But the reality is a lot messier. Ancient wine would scarcely be recognizable to us as wine. Yes, it was made from the fermented juice of grapes, but what Egyptians, Romans, Greeks and others drank, was not wine as we know it. For a start, it wasn’t clear and bright, like most modern wine, but heavy in sediment and suspended matter: grape skins, twigs, seeds, insects and other vegetal and animal material caught in the bunches of grapes when they were crushed or attracted to the must.

Then, wine was seldom drunk straight. The Greeks regarded anyone who drank wine straight as Barbarians and, at the very least, they themselves diluted wine with water. At symposia, the drinking gatherings of upper-class Greek men, the wine was diluted until it was between 25 and 40 per cent of the beverage. The aim was to drink all night, and to get tipsy or somewhat intoxicated, but not to get so drunk that you fell asleep or vomited. It didn’t always work.

Throughout the ancient world where there is evidence of wine – in China, the Middle East or the Mediterranean region – wine was drunk as a cocktail. It was mixed variously with beer, fruit and berry wines, herbs, spices, sea-water, and other substances. At a royal banquet in Turkey, about 700 BC, the guests drank a beverage composed of grape wine, barley beer and honey mead, all mixed together.

But for all that ancient wine needs to be demystified and de-romanticized, certain categories and styles emerged over the centuries, and some have echoes in modern wines. Here are a few of them and the stories behind them:


Retsina is commonly associated with Greece, and is simply white (sometimes rosé) wine flavored by adding pine resin during fermentation. Resin contributes pungent, sometimes bitter, aromas and flavors variously described as ‘pine’, ‘turpentine’, and ‘cough syrup’ to the wine. The intensity varies according to the amount of resin used in the winemaking. Modern Greek wine law specifies the minimum and maximum amounts of resin that can be used, so that the aromas and flavors are perceptible but not overwhelming.

Resin was originally used not to flavor wine, but to conserve it. One of the great challenges to ancient winemakers was to make wine that would last at least at least 12 months – that is, until the following vintage. This was not always easy, given the instability of the wine and the high temperatures at some times of the year in the Middle East and Mediterranean regions. Making the clay containers and amphoras airtight was a major challenge, and tree resin was often used as a seal. In some cases, resin was added directly to wine; it covered the surface with an oily film that gave some protection from oxygen, much like a gas.

Although archaeologists have found resin residue in wine jars three or four thousand years old, the use of resin was first discussed by the Roman writer, Columella, in the first century B.C.  He set out the various kinds of pine resin that could be used, and recommended using trees from the hills, rather than from the lowlands, as their resin had better aromas. But Columella clearly wasn’t a big fan of the stuff.  He recommended against using resin in the best wines because of the flavor it imparted.

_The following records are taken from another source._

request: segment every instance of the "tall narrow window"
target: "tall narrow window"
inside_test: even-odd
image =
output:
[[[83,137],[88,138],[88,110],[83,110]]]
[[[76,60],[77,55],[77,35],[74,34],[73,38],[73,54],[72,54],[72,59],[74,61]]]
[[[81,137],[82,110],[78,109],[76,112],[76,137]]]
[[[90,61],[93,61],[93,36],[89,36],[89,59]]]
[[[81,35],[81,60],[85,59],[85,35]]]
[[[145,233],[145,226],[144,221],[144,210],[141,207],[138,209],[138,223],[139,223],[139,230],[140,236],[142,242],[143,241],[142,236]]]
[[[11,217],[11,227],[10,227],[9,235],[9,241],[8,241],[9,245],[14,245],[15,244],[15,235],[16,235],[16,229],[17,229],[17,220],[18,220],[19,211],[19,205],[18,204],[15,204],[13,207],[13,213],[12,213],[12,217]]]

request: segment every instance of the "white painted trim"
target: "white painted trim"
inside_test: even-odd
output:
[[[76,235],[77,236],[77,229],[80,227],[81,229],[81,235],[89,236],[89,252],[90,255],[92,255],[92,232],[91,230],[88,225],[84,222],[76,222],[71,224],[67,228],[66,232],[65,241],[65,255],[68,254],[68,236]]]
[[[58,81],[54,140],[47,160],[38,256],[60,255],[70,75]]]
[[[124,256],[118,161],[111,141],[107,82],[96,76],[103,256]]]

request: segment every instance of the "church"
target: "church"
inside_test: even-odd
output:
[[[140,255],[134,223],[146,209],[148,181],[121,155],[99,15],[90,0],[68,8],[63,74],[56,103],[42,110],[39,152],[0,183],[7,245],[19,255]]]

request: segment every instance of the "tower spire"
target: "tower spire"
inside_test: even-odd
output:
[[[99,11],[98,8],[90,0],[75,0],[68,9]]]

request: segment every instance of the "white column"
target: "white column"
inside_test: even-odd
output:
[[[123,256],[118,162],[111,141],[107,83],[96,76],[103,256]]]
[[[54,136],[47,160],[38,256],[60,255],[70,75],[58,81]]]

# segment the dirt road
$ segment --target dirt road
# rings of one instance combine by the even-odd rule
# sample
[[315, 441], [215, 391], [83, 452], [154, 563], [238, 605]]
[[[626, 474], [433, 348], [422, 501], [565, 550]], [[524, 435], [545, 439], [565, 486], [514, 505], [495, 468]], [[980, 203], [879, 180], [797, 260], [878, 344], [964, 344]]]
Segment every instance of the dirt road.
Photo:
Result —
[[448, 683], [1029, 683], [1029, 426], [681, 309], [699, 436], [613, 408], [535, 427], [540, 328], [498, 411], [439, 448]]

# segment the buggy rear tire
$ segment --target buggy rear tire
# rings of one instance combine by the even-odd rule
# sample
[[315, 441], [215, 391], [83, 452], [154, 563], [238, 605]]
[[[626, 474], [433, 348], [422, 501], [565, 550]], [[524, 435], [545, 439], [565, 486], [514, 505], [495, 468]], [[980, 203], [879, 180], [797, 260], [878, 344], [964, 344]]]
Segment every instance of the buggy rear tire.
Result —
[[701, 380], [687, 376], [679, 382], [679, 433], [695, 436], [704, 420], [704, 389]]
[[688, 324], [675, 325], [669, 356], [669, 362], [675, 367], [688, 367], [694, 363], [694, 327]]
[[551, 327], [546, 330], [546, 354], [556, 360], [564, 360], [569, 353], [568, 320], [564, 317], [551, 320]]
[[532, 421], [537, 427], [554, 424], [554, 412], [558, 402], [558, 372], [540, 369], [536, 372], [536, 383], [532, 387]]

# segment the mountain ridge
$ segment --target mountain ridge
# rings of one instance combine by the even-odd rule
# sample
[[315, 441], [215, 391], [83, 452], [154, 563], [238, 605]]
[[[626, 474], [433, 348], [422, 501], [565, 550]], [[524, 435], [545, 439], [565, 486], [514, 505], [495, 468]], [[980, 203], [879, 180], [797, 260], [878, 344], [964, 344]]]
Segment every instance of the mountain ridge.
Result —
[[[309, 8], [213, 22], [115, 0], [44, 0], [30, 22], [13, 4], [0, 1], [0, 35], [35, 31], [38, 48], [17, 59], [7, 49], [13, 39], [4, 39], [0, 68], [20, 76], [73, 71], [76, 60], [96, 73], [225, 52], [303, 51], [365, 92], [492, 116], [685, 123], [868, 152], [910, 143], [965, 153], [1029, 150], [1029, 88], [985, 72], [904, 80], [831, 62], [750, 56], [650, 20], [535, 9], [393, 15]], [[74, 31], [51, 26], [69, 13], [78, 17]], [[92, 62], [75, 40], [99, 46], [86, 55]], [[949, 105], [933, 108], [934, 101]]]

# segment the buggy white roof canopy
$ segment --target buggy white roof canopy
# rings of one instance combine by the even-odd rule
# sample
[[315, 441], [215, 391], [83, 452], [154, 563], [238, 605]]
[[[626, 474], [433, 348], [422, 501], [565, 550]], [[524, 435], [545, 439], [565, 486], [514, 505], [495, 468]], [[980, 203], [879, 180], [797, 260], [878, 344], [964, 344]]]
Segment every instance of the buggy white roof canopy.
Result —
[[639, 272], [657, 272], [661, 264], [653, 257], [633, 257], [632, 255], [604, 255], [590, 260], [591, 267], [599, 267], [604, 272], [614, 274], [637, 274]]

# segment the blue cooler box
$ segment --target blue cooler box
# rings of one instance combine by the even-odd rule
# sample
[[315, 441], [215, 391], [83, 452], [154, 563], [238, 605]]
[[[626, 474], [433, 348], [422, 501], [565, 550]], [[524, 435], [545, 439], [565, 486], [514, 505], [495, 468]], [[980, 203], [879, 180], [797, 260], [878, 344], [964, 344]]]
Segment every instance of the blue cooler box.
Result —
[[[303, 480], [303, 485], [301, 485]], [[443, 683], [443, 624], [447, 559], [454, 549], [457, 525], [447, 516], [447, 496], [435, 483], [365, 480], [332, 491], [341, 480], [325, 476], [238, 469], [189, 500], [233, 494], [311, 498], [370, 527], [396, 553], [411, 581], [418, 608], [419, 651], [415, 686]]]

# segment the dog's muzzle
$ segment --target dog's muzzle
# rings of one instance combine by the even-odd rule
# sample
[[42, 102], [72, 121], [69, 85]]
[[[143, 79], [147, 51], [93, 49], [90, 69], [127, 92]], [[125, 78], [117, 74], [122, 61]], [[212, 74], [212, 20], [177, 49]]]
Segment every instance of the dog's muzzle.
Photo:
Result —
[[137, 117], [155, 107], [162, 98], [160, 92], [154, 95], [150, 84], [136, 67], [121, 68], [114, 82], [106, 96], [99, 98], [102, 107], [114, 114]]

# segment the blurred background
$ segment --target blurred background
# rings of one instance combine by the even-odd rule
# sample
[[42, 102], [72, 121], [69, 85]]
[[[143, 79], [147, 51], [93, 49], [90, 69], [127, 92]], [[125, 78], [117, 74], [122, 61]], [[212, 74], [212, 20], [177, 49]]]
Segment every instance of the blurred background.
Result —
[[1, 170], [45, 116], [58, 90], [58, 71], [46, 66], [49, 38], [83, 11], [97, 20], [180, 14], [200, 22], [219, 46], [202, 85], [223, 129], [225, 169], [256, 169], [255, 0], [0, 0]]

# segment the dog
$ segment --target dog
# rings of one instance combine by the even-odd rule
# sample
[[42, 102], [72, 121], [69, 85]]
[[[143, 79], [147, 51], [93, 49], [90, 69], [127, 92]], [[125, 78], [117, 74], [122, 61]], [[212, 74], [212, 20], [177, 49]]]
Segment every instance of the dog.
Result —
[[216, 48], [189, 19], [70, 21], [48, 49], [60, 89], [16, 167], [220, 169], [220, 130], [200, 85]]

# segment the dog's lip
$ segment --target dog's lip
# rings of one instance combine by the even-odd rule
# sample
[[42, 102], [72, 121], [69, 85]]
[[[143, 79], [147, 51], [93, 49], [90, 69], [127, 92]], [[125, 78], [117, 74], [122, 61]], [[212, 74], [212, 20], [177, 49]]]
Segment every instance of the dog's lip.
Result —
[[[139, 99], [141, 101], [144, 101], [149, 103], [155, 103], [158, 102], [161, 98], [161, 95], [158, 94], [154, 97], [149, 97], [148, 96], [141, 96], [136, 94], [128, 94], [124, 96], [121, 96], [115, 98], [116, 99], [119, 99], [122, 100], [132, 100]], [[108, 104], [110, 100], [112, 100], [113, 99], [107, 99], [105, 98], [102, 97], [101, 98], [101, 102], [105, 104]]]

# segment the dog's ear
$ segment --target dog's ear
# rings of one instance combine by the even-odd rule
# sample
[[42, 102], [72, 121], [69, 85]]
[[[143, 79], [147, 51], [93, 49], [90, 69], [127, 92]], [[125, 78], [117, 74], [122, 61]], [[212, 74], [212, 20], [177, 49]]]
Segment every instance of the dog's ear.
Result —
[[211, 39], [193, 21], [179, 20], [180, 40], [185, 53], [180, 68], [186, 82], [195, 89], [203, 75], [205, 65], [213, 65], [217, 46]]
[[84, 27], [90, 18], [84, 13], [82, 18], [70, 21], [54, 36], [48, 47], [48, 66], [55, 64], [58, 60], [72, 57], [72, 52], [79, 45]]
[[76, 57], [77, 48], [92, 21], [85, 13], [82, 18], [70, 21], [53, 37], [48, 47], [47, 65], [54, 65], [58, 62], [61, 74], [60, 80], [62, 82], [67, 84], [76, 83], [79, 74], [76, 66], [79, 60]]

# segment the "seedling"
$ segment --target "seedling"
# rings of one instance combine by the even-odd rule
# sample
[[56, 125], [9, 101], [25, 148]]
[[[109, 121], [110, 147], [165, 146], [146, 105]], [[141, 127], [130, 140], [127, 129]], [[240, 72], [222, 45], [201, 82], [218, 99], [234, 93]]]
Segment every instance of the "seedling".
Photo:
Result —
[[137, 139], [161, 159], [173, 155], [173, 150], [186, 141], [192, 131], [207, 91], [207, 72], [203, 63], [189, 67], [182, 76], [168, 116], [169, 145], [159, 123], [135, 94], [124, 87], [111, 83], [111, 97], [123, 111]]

The pungency and strength of the resin clearly added to the flavour of wine and, over time, Greeks began to think of it as the normal flavor.  When clay jars and amphoras fell out of favor for shipping and storing wine, and were replaced by wooden barrels, many consumers must have felt something was missing from their wine. Perhaps there was a reaction against resin-less wine that was similar to the revolt when Coca-Cola tried to change its recipe in the 1985. Just as Coca-Cola gave in and created Coke Classic, Greek winemakers began to add pieces of resin to the wine during fermentation, thus creating retsina (Retsina Classic?). Retsina was now a particular category of wine, rather than the normal, default style.

In the past, wine seems to have been quite heavily resinated, and concentrations of more than five per cent resin might have been common. Today, Greek wine law limits resin to a maximum of one per cent (and a minimum of 0.15 per cent), and also sets out specified levels of acidity and alcohol, all with the purpose of ensuring balance among the components.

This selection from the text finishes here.